For not-binary trees we also can use the inorder traversing in case when we can define some relationship between nodes so, that for any pair of nodes we can say which one "goes first" (or which node is "less" or which one is "greater"). In this case we can go first to all children "less" the current node (in order of their "growing"), then perform our action on the node itself, and then to go to all "greater" children.

5.10 Important tree applications

5.10.1 Expression trees

In many applications it is necessary to parse and evaluate some expressions. e.g. arithmetical expressions. The most handy way to do this is to represent an expression in some tree. For example, if we have an expression:

5 + ( 7 - 3) * 2

then it can be easily stored in some tree where leafs represents the numbers and interior nodes represents the operations:

A function to evaluate (to find the result) for such trees will look somehow so:

int eval( NODE* tree)
{
	if( no children)
		return( tree->val);
	switch( tree->operation)
	{
	case OP_PLUS:
		return( eval( tree->left) + eval( tree->right));
	case OP_MINUS:
		return( eval( tree->left) - eval( tree->right));
	case OP_MULTIPLY:
		return( eval( tree->left) * eval( tree->right));
	case OP_DIVIDE:
		return( eval( tree->left) / eval( tree->right));
	}
}

5.10.2 Syntax trees (Parse trees)

Syntax trees is a kind of trees very similar to the expression trees. If we take some formal language (like most programming language, e.g. C) then the structure of the entire program may be represented as a sequence of some constructions (in case of C - new types definitions, external variable declarations and functions). Each of these constructions is in turn also some sequence of other subconstructions, and so on. So we can represent the entire program as a tree where leafs will be some elementary lexems, like numbers, keywords, etc. On other hand, we can describe the syntax of such a language as a tree where each node (construction) contains children that are possible (for this particular construction) subconstructions. So the whole definition of some formal language may be represented as a tree - such a representation makes much easier the task of parsing of a text written in this language.

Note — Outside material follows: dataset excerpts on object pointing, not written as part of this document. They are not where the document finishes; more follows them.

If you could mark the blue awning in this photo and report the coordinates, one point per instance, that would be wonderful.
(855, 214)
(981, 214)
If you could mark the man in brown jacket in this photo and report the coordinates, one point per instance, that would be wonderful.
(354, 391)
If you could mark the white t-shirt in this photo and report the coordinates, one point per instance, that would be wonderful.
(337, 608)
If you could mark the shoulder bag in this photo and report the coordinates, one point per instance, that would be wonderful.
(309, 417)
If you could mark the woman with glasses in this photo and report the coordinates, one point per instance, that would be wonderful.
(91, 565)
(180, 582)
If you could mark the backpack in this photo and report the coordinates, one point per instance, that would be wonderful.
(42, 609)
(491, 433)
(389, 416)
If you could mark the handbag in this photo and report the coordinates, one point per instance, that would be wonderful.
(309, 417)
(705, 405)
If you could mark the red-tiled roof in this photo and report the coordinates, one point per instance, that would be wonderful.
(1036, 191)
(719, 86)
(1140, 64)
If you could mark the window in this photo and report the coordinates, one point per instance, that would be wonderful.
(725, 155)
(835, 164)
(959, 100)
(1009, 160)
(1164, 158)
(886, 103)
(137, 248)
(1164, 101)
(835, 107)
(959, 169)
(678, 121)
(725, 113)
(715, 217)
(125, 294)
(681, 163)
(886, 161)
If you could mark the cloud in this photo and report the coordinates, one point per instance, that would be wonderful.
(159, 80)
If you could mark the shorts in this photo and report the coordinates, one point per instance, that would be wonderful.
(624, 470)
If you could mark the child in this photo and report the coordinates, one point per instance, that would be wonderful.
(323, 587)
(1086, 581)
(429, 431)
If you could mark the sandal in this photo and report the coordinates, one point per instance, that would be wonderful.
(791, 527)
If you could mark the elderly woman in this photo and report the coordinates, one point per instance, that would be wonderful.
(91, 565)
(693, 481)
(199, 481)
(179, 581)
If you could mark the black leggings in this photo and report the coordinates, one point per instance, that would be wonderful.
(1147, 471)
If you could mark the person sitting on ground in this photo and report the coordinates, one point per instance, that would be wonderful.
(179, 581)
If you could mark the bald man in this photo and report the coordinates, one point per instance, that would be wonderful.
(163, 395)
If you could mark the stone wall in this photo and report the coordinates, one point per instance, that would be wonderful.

It is very complicated task to build such trees for not formal languages like people languages (e.g. English, Hebrew) or mathematical prove language (where formal mathematical symbols appears with free text) etc. Nevertheless even in such cases the most matching approach to analyze them is to use some more "smart" and flexible syntax trees.

5.10.3 Decision making trees

In fact any program is a tree of actions:

if(some condition)
	do something
else
	do something else
etc.

But if a program should work for very big and often changing set of conditions then it becomes very complicated (if possible at all) task to write such a program. Trees can greatly help here also: if we represent each condition as an interior node and actions as leafs, then we can handle it - it will be enough to go from root through all conditions we have to check (eliminating not needed checks remaining in other branches of the tree) while we reach some leaf - this is the action we have to perform. Moreover such representation is very flexible: if the set of our condition changed somehow the only thing we have to do is to rebuild our tree - and the program is ready to work again. Such trees are called "decision making trees".